TORONTO — Rabbi Steve Greenberg, the first openly gay Orthodox rabbi, was in Toronto last week to discuss the conflict between homosexuality and Judaism and to offer a “poetic” way to interpret the biblical texts that are understood to condemn same-sex relationships.
Before delving into the different ways the verse in Leviticus – which states: “a man shall not lie with another man as with a woman; it is an abomination” – can be interpreted, Rabbi Greenberg shared his story about his introduction to Orthodoxy.
While in school, he found himself attracted to a fellow yeshiva student. Struggling internally with his feelings, he sought the advice of Rabbi Yosef Shalom Eliashiv, a posek in Jerusalem, one of the most respected arbiters of Jewish law in Israel.
Rabbi Greenberg, who hadn’t had any physical relationships with women at that point, said to him, “I’m attracted to both men and women. What should I do?”
Rabbi Eliashiv responded, “You have twice the power of love. Use it carefully.”
He said in the 10th year, he was out of tears and decided that he wanted to get an aliyah to the Torah during the reading of that verse. When he was called to the Torah and the verse was read, a calm came over him that was completely unexpected.
“It is totally out of the blue, and it dawns on me that my willingness to be vulnerable to the text requires it to be vulnerable to me and to everybody else… Whoever reads that text – if they haven’t heard my story, our stories, the thousands upon thousands of stories, the people who live every day with that verse around their neck, crushing their spirits and their thoughts, and their hearts – then they don’t know what the verse means… How could they know what it means?”
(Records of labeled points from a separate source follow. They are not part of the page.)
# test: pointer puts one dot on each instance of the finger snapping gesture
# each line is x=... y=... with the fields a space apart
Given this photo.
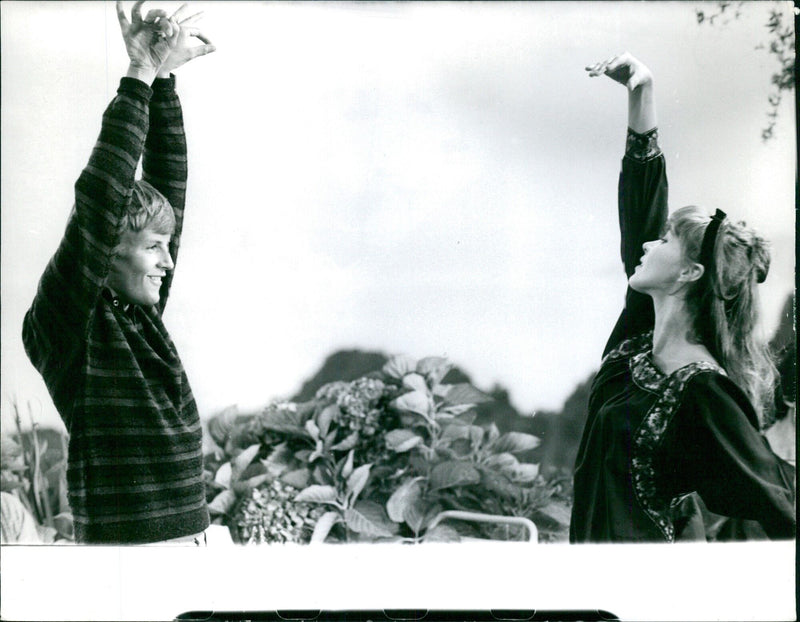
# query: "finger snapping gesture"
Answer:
x=625 y=69
x=158 y=44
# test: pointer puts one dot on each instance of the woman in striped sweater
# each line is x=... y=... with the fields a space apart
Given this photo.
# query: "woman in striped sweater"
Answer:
x=94 y=330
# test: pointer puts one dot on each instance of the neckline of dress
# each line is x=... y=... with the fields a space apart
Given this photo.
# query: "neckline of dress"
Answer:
x=649 y=376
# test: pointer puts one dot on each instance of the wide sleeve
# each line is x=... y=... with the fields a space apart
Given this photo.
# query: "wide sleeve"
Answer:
x=164 y=164
x=716 y=450
x=57 y=323
x=642 y=204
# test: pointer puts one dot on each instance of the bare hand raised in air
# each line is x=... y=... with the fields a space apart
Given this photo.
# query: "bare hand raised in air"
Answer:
x=183 y=52
x=157 y=44
x=149 y=40
x=624 y=69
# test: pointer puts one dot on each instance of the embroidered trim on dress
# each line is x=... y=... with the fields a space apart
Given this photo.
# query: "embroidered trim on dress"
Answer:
x=645 y=374
x=634 y=345
x=642 y=147
x=648 y=437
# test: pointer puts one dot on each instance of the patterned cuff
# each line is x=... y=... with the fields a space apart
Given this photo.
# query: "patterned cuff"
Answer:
x=135 y=88
x=164 y=85
x=642 y=147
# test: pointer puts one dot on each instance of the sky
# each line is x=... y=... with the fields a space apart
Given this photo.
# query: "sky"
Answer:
x=431 y=179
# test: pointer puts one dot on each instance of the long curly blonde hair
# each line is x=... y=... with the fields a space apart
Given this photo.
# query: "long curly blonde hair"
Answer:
x=724 y=302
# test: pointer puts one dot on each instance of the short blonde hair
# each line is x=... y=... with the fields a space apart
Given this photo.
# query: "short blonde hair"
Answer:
x=149 y=209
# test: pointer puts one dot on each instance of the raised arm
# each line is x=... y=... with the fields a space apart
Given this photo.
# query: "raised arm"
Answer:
x=56 y=326
x=164 y=164
x=642 y=194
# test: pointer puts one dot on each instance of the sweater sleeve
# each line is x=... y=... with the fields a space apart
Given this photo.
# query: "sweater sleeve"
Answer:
x=164 y=164
x=56 y=326
x=717 y=451
x=642 y=200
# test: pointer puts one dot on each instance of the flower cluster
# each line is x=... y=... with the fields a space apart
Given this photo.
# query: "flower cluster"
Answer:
x=268 y=514
x=361 y=403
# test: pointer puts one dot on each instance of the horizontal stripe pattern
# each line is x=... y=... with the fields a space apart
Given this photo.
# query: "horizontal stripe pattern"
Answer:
x=135 y=459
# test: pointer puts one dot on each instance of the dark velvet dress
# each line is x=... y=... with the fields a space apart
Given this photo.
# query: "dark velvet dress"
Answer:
x=653 y=442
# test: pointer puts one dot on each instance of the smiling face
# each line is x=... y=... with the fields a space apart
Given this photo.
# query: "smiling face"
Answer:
x=664 y=267
x=141 y=262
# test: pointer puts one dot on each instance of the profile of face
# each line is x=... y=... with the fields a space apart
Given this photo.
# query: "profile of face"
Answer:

“You still have the obligation of reproduction, but the sex act of itself does not need to be reproductive. It needs to be relational, connected… So to claim that the Torah prohibits sex between men because it isn’t reproductive, can’t make a great deal of sense.”
“Homosexuality is a problem because married men wander from their marital bed to fool around with men… The reason is because we force everyone to marry. When you have a rule that every one marries, somebody is going to marry a kid who is gay or lesbian and their lives are going to be really hard. And then people will either suffer, cheat on their spouses… So the solution to that problem is… don’t force gay people into marriages.”
Rabbi Greenberg also argued that the verse is more misogynistic than homophobic.

He said that in biblical times, to punish and humiliate a man was to “penetrate him like a woman.”

Women were beneath men in value and power and so sex is associated as an act of humiliation, he said.
“The best way to humiliate a man is to insinuate that he was taken by another man… That is how the verse in Leviticus can be framed – do not have sex with another man if it humiliates and debases him.”
He said that by viewing homosexual sex within a different frame “it opens up the imagination that sex between men is loving, committed, generous, and just has nothing to do with that abomination.”
“I am not against a person deciding that celibacy is the most appropriate way to go. I just don’t think it can be demanded on someone. The rabbis understand that a man who isn’t married is poverty stricken. He is considered an ani. Why? Because to be without a partner for love, intimacy and companionship is to really be poor… Given the Jewish understanding of what it means to be partnered and in a relationship and how central that is for Jews, I don’t think that it would be something the tradition could reasonably demand.”